Though Bourret works in several mediums when it comes to photography, he tends to focus on a topic.
Among his recent work is a series called "In Print." Photographs of ripped paper mounded in various forms look from afar like an abstract paintings, but as one comes in close they seem to comment on the world's consumption.
"The images allude to the possibility that we can create usefulness and beauty out of that waste," he said. "At the same time it's about creating new information about this barrage of information that we get every day. The ongoing project will include other recycled materials. We can create beauty out of the stuff we use every day."
His other current project, "Motion" is displayed at The Open Room. An accompanying book on the show is also available.
The photographs are abstract and painterly. Moving the camera swiftly, as in a tennis serve, while taking the shot creates the impressionistic images.
"It's about outdoor beauty," he said. "I've always been motivated to take those outdoor shots (of mountain vistas) but there's something to this. You never quite get what you think you're going to get. It's always a bit out of reach. Serendipitous."
Bourret shows how people see their environment in reality, in motion.

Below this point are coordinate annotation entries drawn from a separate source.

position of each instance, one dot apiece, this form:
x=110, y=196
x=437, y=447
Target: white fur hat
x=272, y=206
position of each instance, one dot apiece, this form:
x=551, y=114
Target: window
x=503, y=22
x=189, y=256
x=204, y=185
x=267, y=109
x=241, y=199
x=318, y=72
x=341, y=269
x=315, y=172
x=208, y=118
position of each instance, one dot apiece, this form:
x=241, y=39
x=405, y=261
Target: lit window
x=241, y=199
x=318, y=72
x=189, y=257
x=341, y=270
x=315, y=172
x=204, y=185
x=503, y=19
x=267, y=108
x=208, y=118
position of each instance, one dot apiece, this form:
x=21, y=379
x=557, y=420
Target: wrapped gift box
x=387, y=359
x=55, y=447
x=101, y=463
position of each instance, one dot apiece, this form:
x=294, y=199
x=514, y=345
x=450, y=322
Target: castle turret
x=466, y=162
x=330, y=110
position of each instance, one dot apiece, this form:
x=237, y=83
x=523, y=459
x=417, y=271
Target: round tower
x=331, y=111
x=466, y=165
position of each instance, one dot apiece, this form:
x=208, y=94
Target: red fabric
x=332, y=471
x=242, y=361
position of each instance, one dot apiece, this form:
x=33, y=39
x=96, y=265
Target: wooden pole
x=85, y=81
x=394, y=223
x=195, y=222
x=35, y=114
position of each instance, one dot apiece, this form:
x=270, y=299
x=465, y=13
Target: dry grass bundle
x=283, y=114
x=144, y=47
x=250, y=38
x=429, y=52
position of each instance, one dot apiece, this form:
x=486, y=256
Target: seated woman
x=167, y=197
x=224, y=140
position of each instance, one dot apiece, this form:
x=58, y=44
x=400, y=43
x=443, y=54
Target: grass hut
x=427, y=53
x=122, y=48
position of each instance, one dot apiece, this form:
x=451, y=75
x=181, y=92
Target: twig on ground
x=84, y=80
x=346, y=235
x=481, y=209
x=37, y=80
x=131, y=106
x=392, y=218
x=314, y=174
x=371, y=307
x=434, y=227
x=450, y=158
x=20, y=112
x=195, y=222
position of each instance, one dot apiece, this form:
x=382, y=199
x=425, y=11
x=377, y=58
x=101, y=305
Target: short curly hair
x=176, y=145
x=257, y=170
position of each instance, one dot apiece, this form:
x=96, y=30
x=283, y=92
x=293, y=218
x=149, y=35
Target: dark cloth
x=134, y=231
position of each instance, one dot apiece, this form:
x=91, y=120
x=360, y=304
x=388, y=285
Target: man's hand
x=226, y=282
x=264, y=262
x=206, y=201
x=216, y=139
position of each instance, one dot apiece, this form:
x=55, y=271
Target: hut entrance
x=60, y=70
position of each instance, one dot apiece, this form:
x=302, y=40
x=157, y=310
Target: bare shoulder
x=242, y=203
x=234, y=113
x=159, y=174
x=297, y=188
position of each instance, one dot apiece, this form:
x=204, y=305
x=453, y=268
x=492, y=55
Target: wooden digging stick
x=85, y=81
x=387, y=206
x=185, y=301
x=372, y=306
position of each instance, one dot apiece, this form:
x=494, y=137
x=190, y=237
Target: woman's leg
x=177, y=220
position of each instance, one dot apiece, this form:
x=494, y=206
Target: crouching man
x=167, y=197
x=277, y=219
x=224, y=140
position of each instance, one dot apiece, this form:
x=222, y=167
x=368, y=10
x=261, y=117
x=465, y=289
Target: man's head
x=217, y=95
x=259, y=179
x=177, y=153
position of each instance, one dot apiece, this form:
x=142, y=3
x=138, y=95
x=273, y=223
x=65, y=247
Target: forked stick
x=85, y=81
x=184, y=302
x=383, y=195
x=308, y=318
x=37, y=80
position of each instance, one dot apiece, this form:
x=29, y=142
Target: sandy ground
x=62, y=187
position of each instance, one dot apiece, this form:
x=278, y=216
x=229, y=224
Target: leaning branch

"Humans are a not a passive part of the landscape," he said. "So, I wanted to be more active in the way it's done. It led me to try not for absolute stillness. I look for beautiful abstract images in nature and move the camera across so it's active in the details."
In fact, the images show how the motion of the camera is able to reduce the content to "its simplest elements of color and form."
Despite the active nature of the images, they are peaceful and warm. Mostly taken while on walks near his home out Fox Creek and at the Big Wood River, the shots are mostly of grass, aspen trees, water and riverbanks.